Antes, porém, uma curiosidade: assisti o espetáculo ontem e era de se supor que pudesse me lembrar das seis cartaz encenadas. No entanto, só me recordo de cinco! - poderia, evidentemente, entrar em contato com a assessoria de imprensa do espetáculo em busca de preencher a citada lacuna. Mas estou optando por encará-la com uma dose maior de humor do que de aflição, pois se efetivamente "bloqueei" uma das cartaz, é bem provável que a mesma tenha me gerado um grande impacto...

Baseado no livro homônimo, "Também queria te dizer - cartas masculinas" nos coloca diante de um artista plástico que resolve fazer uma instalação utilizando cartas, todas escritas na primeira pessoa, e as interpreta. É possível que a plateia fique em dúvida sobre a autoria das cartas - de que forma o artista teria tido acesso a elas? - e conclua que ele próprio as escreveu. Também fiquei com essa dúvida, mas isso é completamente irrelevante. O fundamental é a pertinência com que a autora aborda uma série de temas, dentre eles a loucura, a separação amorosa, a morte, a corrupção e a relação do artista com a crítica. 

Sendo Martha Medeiros uma autora cujos textos, ainda que brilhantes do ponto de vista formal, não visam a aprovação de especialistas e sim transmitir viscerais emoções àqueles que a leem, nada mais natural que a plateia se envolva e se identifique totalmente com os conteúdos em causa. E este envolvimento, que, como já dito, não senti em Angra, e agora foi completo, talvez se deva ao fato de que, na FITA, o espetáculo era feito em um teatro e os espectadores ficavam a uma certa distância do intérprete. No Midrash, o ator representa a poucos metros da plateia e essa proximidade faculta uma relação muito mais impactante entre quem faz e quem assiste.

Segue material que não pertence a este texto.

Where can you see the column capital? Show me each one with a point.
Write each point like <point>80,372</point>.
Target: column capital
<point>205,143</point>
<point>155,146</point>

A direção de Victor Garcia Peralta é sabiamente simples, sem por isso deixar de ser elegante e refinada, marcas características do encenador argentino. Ciente de que, no presente caso, o que realmente importa é materilizar na cena a dramaticidade dos relatos, Victor Garcia investe todas as suas fichas no sentido de extrair do ator um desempenho à altura do material dramatúrgico. E o faz com absoluto sucesso.

Emílio Orciollo Netto é um ator ainda jovem, mas com vasta experiência, tanto no teatro como no cinema e na TV. E sempre que o assisto tenho certeza absoluta de que pertence ao seleto grupo de intérpretes que se entrega sem reservas aos personagens que interpreta, encarando sem nenhum temor todos os desafios inerentes a uma atividade de extremo risco - em especial no teatro, que dispensa intermediações típicas dos outros veículos. E também pelo fato de possuir grandes recursos expressivos e indiscutível inteligência cênica (responsável pela originalidade de suas escolhas), chega-se à única conclusão possível: no presente espetáculo, Emílio exibe uma das performances mais poderosas da atual temporada.

Na equipe técnica, Plínio Poeta responde por uma trilha sonora que contribui decisivamente para enfatizar todos os climas emocionais em jogo, cabendo também destacar a expressiva cenografia de Miguel Pinto Guimarães e a sensível iluminação de Luciano Xavier.

TAMBÉM QUERIA TE DIZER - CARTAS MASCULINAS - Texto de Martha Medeiros. Direção de Victor Garcia Peralta. Com Emílio Orciollo Netto. Midrash. Sábado, 21h. Domingo, 20h.